«Mi trovavo in salotto a svolgere i compiti , quando lei [mia madre] mi mostrò una fotografia, così, casualmente. “Cosa ne pensi?” disse. “Lo trovi carino? Questo è l’uomo che sposerai”». Jasvinder Sanghera ha circa quindici anni quando viene promessa in sposa a un uomo molto più grande di lei, uno sconosciuto che vive ancora in India e che, grazie al matrimonio, potrà entrare legalmente in Europa. Quella delle unioni combinate è un’usanza comune fra le comunità indiane sparse per il mondo, e la famiglia di Jasvinder, che vive a Derby, in Gran Bretagna, alla fine degli anni ’70, non fa eccezione.
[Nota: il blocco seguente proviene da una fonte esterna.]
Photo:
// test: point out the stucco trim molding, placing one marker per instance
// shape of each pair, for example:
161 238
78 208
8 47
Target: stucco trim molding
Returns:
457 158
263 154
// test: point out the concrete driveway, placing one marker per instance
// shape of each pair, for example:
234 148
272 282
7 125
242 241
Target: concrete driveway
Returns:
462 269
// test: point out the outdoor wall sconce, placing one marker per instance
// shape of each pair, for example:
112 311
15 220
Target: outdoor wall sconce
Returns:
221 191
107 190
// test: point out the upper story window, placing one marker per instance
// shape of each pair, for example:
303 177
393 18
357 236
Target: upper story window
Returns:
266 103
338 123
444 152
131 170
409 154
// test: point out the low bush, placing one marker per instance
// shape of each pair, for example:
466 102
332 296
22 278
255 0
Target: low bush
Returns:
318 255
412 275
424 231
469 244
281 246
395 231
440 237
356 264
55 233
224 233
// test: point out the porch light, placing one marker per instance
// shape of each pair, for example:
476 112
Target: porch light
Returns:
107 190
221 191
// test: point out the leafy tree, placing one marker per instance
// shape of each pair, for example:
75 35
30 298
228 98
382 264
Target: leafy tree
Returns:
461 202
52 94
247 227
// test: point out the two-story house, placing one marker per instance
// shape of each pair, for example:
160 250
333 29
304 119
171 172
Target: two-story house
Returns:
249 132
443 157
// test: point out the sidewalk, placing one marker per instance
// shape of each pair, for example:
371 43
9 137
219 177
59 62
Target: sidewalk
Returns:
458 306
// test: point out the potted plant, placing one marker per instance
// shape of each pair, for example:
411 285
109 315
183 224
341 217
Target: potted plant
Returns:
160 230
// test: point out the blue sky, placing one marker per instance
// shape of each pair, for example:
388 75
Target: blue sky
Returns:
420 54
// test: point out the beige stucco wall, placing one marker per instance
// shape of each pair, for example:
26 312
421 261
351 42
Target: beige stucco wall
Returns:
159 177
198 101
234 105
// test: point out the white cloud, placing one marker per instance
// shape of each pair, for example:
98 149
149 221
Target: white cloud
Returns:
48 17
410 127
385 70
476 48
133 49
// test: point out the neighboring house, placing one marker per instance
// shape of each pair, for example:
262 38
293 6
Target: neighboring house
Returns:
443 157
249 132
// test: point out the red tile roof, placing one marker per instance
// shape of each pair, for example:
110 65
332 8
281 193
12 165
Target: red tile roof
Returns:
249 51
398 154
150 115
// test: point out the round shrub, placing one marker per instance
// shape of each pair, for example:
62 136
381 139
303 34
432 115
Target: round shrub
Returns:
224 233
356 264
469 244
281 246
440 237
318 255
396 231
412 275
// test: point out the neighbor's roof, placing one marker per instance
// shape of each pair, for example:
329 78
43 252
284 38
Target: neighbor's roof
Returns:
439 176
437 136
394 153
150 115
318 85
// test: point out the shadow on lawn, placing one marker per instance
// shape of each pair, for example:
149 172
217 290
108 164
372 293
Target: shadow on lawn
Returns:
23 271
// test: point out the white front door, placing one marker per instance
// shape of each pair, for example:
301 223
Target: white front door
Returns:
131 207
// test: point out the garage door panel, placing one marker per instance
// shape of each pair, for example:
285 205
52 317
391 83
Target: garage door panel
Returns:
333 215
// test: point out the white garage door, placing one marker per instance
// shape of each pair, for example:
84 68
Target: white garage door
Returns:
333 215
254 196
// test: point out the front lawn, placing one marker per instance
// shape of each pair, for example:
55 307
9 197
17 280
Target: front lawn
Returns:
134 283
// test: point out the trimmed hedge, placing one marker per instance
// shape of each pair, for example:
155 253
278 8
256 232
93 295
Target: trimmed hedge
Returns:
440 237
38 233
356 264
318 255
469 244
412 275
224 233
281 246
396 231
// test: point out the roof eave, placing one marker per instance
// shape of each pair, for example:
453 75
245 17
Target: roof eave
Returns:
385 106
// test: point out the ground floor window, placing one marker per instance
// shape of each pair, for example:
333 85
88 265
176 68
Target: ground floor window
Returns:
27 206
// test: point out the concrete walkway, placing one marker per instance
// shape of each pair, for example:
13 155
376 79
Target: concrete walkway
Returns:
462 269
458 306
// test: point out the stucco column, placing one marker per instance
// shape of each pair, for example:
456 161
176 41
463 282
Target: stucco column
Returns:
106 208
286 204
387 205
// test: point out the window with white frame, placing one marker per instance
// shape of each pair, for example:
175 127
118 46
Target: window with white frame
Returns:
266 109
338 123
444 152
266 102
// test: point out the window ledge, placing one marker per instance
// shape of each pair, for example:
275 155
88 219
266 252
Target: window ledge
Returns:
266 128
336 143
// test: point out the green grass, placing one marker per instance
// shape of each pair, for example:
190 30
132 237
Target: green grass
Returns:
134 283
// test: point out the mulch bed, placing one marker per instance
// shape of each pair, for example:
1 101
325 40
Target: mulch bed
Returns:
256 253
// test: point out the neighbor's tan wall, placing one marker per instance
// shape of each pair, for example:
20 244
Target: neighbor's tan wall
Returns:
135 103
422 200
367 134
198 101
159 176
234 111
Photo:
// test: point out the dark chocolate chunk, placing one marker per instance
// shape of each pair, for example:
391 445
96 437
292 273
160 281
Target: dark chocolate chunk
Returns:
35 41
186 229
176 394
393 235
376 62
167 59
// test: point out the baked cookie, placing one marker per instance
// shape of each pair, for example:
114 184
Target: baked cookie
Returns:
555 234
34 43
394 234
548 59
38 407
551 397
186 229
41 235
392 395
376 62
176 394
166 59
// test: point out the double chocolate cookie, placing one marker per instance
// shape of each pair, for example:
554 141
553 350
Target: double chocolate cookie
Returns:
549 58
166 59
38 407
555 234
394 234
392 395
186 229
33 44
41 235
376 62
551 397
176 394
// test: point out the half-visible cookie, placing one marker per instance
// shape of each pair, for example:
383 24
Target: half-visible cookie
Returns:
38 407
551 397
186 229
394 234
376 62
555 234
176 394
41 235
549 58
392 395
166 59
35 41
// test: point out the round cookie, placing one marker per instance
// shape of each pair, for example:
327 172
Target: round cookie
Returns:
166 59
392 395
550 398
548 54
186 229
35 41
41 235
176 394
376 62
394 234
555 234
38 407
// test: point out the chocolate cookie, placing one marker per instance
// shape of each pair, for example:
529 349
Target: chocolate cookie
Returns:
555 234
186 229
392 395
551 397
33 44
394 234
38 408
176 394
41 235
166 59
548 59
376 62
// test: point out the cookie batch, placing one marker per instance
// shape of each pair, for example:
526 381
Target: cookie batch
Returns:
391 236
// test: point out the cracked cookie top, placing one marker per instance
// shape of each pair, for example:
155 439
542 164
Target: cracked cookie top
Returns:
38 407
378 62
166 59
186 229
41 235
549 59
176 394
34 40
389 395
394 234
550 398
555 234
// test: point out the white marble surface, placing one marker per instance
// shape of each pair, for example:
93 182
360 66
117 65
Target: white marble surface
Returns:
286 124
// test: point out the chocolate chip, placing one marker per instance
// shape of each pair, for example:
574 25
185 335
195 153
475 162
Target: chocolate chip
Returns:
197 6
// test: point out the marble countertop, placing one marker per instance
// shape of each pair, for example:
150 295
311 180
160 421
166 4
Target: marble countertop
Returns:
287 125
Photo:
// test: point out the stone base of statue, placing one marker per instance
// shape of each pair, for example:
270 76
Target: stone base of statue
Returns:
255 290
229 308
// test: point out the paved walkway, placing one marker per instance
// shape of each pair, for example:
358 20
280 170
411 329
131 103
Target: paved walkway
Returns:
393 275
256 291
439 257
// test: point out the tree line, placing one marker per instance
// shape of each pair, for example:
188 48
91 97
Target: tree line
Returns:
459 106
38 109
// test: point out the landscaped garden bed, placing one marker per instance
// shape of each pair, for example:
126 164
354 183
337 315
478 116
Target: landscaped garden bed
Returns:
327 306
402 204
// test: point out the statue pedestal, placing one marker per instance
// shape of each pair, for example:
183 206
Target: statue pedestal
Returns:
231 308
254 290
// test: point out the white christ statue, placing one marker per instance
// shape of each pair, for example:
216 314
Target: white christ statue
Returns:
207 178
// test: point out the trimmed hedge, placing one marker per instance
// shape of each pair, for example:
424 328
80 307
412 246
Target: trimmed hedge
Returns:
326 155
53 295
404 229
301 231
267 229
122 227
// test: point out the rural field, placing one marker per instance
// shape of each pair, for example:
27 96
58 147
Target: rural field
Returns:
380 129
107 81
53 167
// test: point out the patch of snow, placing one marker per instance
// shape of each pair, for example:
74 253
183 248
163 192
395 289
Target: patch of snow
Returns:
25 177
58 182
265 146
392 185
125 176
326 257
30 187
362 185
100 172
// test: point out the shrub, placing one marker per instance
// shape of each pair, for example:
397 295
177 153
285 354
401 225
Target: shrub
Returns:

Ma lei, sesta di otto figli – di cui uno solo maschio – non accetta di sacrificare la propria vita alle leggi non scritte della tradizione. Ha già visto le sue sorelle maggiori picchiate, abusate e abbandonate dai propri mariti, nella più totale indifferenza della sua famiglia, più attaccata all’onore che all’amore. Il sentiero dei sogni luminosi (Ed. Piemme, Milano 2010 – Trad. di Edy Tassi – Euro 17,00), è la sua bellissima, commovente e appassionante autobiografia. «Cari mamma e papà, quando leggerete questo biglietto io me ne sarò andata, ma non posso rivelarvi dove. Ho cercato di spiegarvi quello che provo, ma non avete voluto ascoltarmi, perciò non posso più restare. Sono troppo giovane per sposarmi. Voglio frequentare l’università e rendervi orgogliosi di me. Voglio avere una vita».
La fuga con un ragazzo di casta inferiore, un chamar, segna il distacco definitivo di Jasvinder dalla sua famiglia di origine. I suoi genitori e la sua comunità non la perdoneranno mai fino in fondo per il disonore e la vergogna che il suo rifiuto ha gettato sulla sua casa. Per loro Jasvinder è morta, e ogni volta che lei prova a ricucire lo strappo con il mondo dal quale proviene si vede sbattere in faccia solo insulti e fango. Questo genera nella giovane donna un senso di colpa lacerante, che, come succede a tante altre nella sua stessa condizione, le fa pensare di non essere la vittima, bensì l’unica responsabile di un’immensa spirale di sofferenza.
Eppure l’amore per la vita e per se stessa sono in Jasvinder più forti di qualsiasi rimpianto. Pur nelle difficoltà e nel dolore di relazioni turbolente con uomini inevitabilmente intrisi di quella cultura per lei troppo stretta, Jasvinder riesce a emanciparsi, a completare gli studi, a crescere e proteggere tre figli. Per mettere infine la sua esperienza al servizio di altre donne vittime, come lei, di violenze, obblighi e segregazione. Facendo emergere agli occhi della società inglese, e poi europea tutta, i problemi legati ai matrimoni combinati e alle diverse visioni della donna in culture che vivono fianco a fianco ormai da tempo, senza tuttavia incontrarsi e conoscersi davvero. L’associazione da lei fondata, Karma Nirvana, è oggi una delle realtà più visibili e importanti in Gran Bretagna, sia nel sostegno alle donne straniere, in particolare asiatiche, sia come interlocutore delle autorità nello sviluppo di progetti e politiche per l’integrazione e il dialogo con le comunità immigrate.
Ma Il sentiero dei sogni luminosi è un libro che va al di là del suo legame con la realtà e l’impegno di Karma Nirvana. È prima di tutto la narrazione di un’esperienza di eccezionale ricchezza. In ogni pagina, grazie a una scrittura semplice, diretta, spesso dura ma molto profonda, Jasvinder Sanghera costringe il lettore a confrontarsi con mille emozioni. Mettendo a nudo tutte le proprie fragilità, l’autrice non si dipinge come un’eroina senza macchia e senza paura, ma si espone al giudizio ed esalta le contraddizioni. Ne Il sentiero dei sogni luminosi la realtà supera dunque la fantasia, perché solo in essa chi legge può veramente riscoprirsi nella propria umanità, faccia a faccia con un’altra umanità solo apparentemente diversa e lontana.